If you need to write it down to help sort through your thoughts, then do that. Try to consider the situation from as many points of view as possible.
If you’re delivering a message that might be hard to hear, let the other person know that something is coming they might find hard to grapple with.
BB’s advice; don’t give feedback until you’re ready to sit next to the person you’re talking to. If you can’t sit next to them and put the problem in front of you both to work on together, then you’re not ready.
It’s a simple yardstick and I am a fan of things that are simple and easy to remember. It’s a great ‘guide’ for my own state of mind and whether I am coming from the place of problem-solving or coming from hurt or annoyance.
Examine even poorly delivered feedback for truths
There are those truths that you have a visceral reaction to, which to me is the ultimate tell on whether feedback contains truth and over years of living and learning I have gotten better at noticing this when it happens.

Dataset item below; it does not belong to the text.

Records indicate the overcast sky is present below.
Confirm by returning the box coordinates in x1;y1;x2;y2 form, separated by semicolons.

I had a recent experience on a project where I had sat with a team several times to talk through the approach and assured them they were part of the decision-making process and would be consulted, but I kept getting feedback from the project sponsor that they didn’t feel heard.

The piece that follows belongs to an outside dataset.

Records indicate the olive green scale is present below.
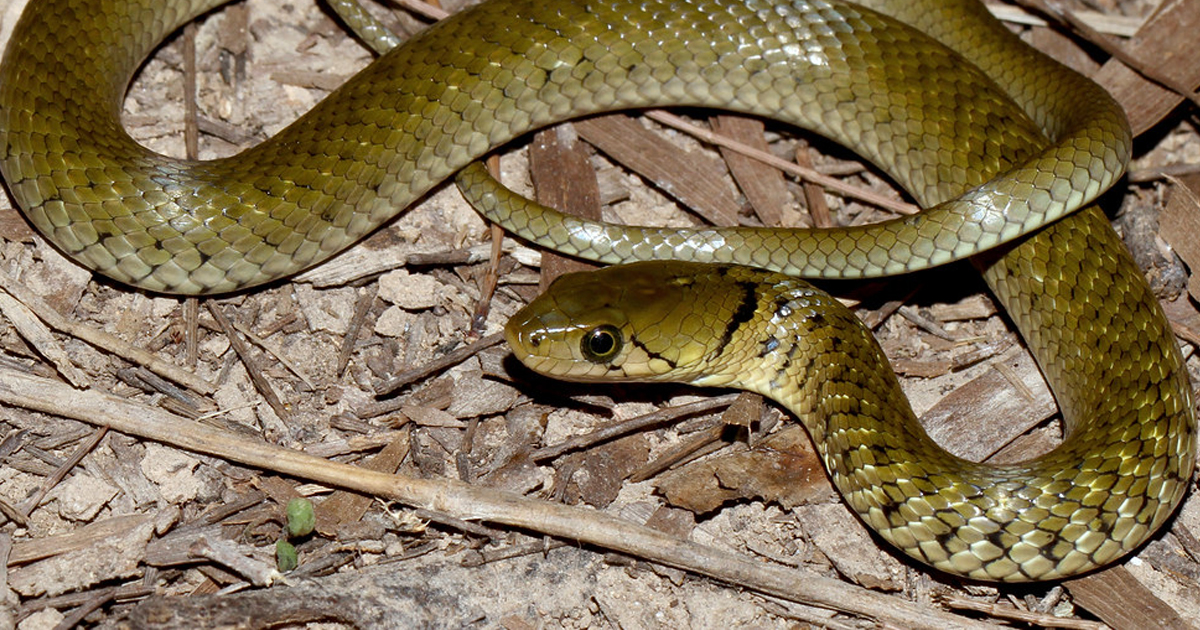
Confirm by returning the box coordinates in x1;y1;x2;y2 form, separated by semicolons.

It was difficult to hear and to figure out what to do with this information because I felt like I had given it time and attention.
I had restated in as many ways as I could that we were not moving on without including them in the decision process. We did finally have a breakthrough when the project sponsor explained that the horizon for this piece of work was shorter term than they were expecting.
A lesson in continuing to look for the source of the problem!
Build on what’s already working
Sometimes it’s hard to name exactly what is working, especially if you feel like nothing is. This article in HBR challenged some assumptions around feedback and why we think it’s a good thing.
My lived experience is that there are some things that it’s hard for me to see about myself, and when others have shared their observations, I’ve found that helps to better understand how I might be perceived and to potentially adjust my behaviour.
And this one didn’t come directly from BB but from me; it’s about making things more palatable and acknowledging that we’re all bound to fall flat on our faces from time to time
Bring a bit of humour and humanity with you
If we’re not talking about life-threatening situations where security of state or person is at risk, injecting these conversations with a bit of light laughter at the situation, at ourselves and at the flawed condition of being human can make difficult conversations easier to navigate.
The more we normalise being clear about ‘what’s working/ what’s not’ and having conversations directly with people, rather than putting energy into getting agreement from others on what annoys us, the easier it becomes to listen for ‘what’s useful’ and improve our working relationships.